Many owners and operators have policies with high deductibles and are reluctant to call on them unless they are facing a catastrophic medical event. By making its services affordable, Interstate Health hopes to persuade drivers to stay on top of their health status and seek early treatment if needed. That way, they could avoid major health problems that would force them to pay thousands of dollars out of pocket, he said.
“We don’t want drivers to delay supplies,” Seraphine said.
The second time
This is not the first time a truck stop healthcare model has been introduced. The last attempt ended badly. The Truckers Health Team company closed its 14 locations in June 2021 and liquidated them under Chapter 7 of the Federal Bankruptcy Code. The clinics were located at various Pilot Flying J Travel Centers around the country.
The Interstate Health team conducted a thorough review of the Truckers Health saga to determine what went wrong and how the model could be run differently. For one, the Truckers Health network lacked sufficient scope and resources compared to what Interstate Health envisioned, Seraphine said.
On the other hand, the systems were located behind truck parking lots.
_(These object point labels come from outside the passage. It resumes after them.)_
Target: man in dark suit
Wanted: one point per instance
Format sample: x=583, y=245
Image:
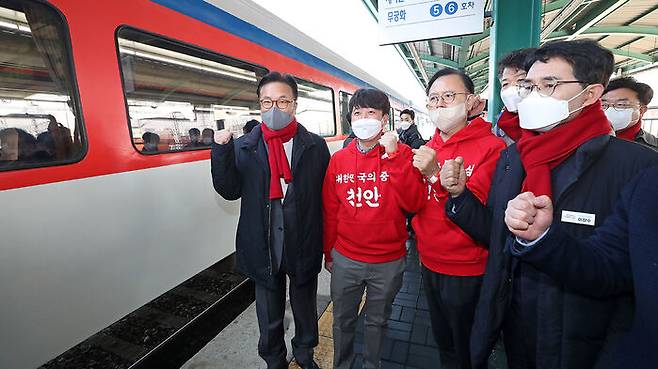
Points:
x=619, y=258
x=277, y=171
Fleets and drivers had no idea they were there, and the facilities were not accessible in case other potential users, such as motorists and recreational vehicle operators, wanted to use them, Seraphine said. In contrast, Interstate Health buildings will be in drivers’ line of sight, he added.
Another factor was that virtually all of Truckers Health’s investors were financiers. They had no experience or understanding of trucking and cargo transportation in general, Seraphine added. In contrast, Interstate Health’s core investors are made up almost entirely of transportation and logistics professionals.
The ultimate goal is an optimal mix of transportation, healthcare and information technology, Seraphine said.